# Success! Finally got my first frogs!



## FoxHound (Oct 7, 2011)

Today I was lucky enough to stop by Varno's and get my first little froglets and see his set-ups! I am so very grateful to him for not only providing me with healthy gorgeous little froglets but showing me his other species and how he does everything he does for them. I am now the proud owner of 3 Leucomelas and couldn't be happier! I have some things to go take care of but I will be posting pictures tonight!

Thanks again Varno!

-Fox

P.S. Varno isn't the only one that deserves some credit so let me take the time now to thank everyone for their help in getting my viv set up and learning the ropes! Honorable mention goes out to Pumillo, Frogboy, Fieldnstream, and Neontra especially but thanks to everyone who has posted in my threads and posted great threads for us newbs! You guys rock!


----------



## frogface (Feb 20, 2010)

Grats!! Looking forward to pics


----------



## Pumilo (Sep 4, 2010)

Congrats my man! It was great meeting you yesterday. I'm sure you're going to give these guys a fine home!


----------



## Zoomie (Jul 3, 2011)

Congrats on your first frogs. Can't wait to see some pics.


----------



## fieldnstream (Sep 11, 2009)

Great choice for a first frog. I love my leucs, some of my favorite frogs. You are gonna be happy with them. I think we all need to see some pics!


----------



## Neontra (Aug 16, 2011)

Awesome! Can't wait for pics


----------



## Shohin (Sep 21, 2011)

Congrats! My first were Luecs also. I still love watching those chubby little guys bounce around the tank. Good luck!

-Troy


----------



## NVfrogger (Apr 10, 2011)

Congrats!!! I love my leucs. They were my first starter frog many years ago and they were the first frog I got when I got back into this hobbie. Have fun with them wait until you hear them call


----------



## B-NICE (Jul 15, 2011)

condrads, theres nothing like some new darts. i've had my black and yellows a month now, they are still pretty shy. Hardy eaters I must say.


----------



## Mitch (Jun 18, 2010)

I started with 3 leucs too. Still my favorite frogs...


----------



## tmx (Sep 27, 2011)

I started with three luecs as well just a few months ago! They are a lot of fun, I can't wait to start hearing them call! Can't wait to see some pics!


----------



## Brian317 (Feb 11, 2011)

Leucs are fun and curious little frogs. You made an excellent choice ! Look forward to some photos of your new leucs ! Congrats


----------



## Varno (Oct 19, 2004)

Fox,
It was pleasure meeting you and your lovely friend this evening, I would just like all here to know that this young man has obviously taken the time to research this hobby carefully before "jumping in" and I'm sure that his attention to detail combined with enthusiam will ensure his success with his animals. There is something special about getting those first frogs home and I see by the responses to this thread that many of you can relate. Best of luck and keep us posted on their development! Varno


----------



## FoxHound (Oct 7, 2011)

Thanks very much everyone, and Varno you are gonna make me blush lol. As promised I have returned with some eye candy for everyone! Some of them may be blurry because we were unprepared with the digital camera so they were taken with the Iphone. These are truly exciting times in the FoxHound residence!

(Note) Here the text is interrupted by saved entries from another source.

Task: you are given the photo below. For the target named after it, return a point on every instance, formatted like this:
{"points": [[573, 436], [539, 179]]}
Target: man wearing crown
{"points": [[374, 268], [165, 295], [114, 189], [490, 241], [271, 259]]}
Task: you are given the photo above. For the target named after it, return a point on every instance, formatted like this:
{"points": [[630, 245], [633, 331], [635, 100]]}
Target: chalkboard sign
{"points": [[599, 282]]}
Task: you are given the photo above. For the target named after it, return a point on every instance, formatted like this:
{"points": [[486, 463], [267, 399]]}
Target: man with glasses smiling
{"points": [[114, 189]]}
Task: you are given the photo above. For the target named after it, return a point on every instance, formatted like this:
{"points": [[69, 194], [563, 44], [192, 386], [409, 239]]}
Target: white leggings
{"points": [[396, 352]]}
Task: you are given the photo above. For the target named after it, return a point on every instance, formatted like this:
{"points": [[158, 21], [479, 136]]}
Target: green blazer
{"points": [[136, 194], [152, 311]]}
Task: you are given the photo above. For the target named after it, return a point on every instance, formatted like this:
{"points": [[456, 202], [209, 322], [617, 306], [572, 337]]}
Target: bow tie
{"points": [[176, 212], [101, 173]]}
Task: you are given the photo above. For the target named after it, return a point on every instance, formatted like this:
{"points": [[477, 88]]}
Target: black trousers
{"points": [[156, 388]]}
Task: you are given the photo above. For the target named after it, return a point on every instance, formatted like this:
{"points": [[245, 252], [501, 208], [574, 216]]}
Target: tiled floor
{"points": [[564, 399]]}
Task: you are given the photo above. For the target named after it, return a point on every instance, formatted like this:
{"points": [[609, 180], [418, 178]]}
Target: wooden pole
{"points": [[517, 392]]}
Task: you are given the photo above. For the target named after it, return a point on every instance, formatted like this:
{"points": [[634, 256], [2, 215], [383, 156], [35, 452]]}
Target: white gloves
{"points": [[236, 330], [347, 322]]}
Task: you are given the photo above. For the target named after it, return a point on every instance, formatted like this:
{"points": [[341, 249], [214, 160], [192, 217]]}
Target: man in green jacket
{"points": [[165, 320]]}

Hope you like them everyone I sure do!!!

-FoxHound


----------



## Zoomie (Jul 3, 2011)

Foxhound, it looks like one of the poor little guys lost their allowance in the first pic. Someone is going to be very upset. 

Leucs were my second frogs and my first frogs to breed. I can't say that I have ever met or seen a Leuc that didn't bring a smile to my face. Hope you enjoy them even have as much of so many of the members here have and do.


----------



## jrgobble (Jun 23, 2011)

My family loves the leucs. They are always out and such nice colors. I think you will be happy. Good luck


----------



## Dendroguy (Dec 4, 2010)

Beauties!


----------



## FoxHound (Oct 7, 2011)

Caught the most bold one all the way at the top of its tank a few minutes ago. So cute! It was the one with the single dot on it's head and the smaller dot on it's nose we are calling it Tahi. The one with the two dots is Rua and the one with the 2 dots and the line is Toru. For now at least. We choose those temporary names because me and my girlfriend want to visit New Zealand really bad and the native language spoken there is Maori. Tahi is one, Rua is two, and Toru is 3. Bet you didn't think you were going to learn a new language did ya? Lol


----------



## B-NICE (Jul 15, 2011)

FoxHound said:


> Caught the most bold one all the way at the top of its tank a few minutes ago. So cute! It was the one with the single dot on it's head and the smaller dot on it's nose we are calling it Tahi. The one with the two dots is Rua and the one with the 2 dots and the line is Toru. For now at least. We choose those temporary names because me and my girlfriend want to visit New Zealand really bad and the native language spoken there is Maori. Tahi is one, Rua is two, and Toru is 3. Bet you didn't think you were going to learn a new language did ya? Lol


You learn something new everyday. There always seems to be a very bold one in all trio's.


----------



## FoxHound (Oct 7, 2011)

Back with another update! 

Today we noticed more action in the tank and we are very excited that they are settling in! Yesterday it seemed that only Tahi had the guts to be out and about but today was a whole different story as all of them made quite a few appearances! We also noticed that they were actively hunting food so we took a short vid for everyone.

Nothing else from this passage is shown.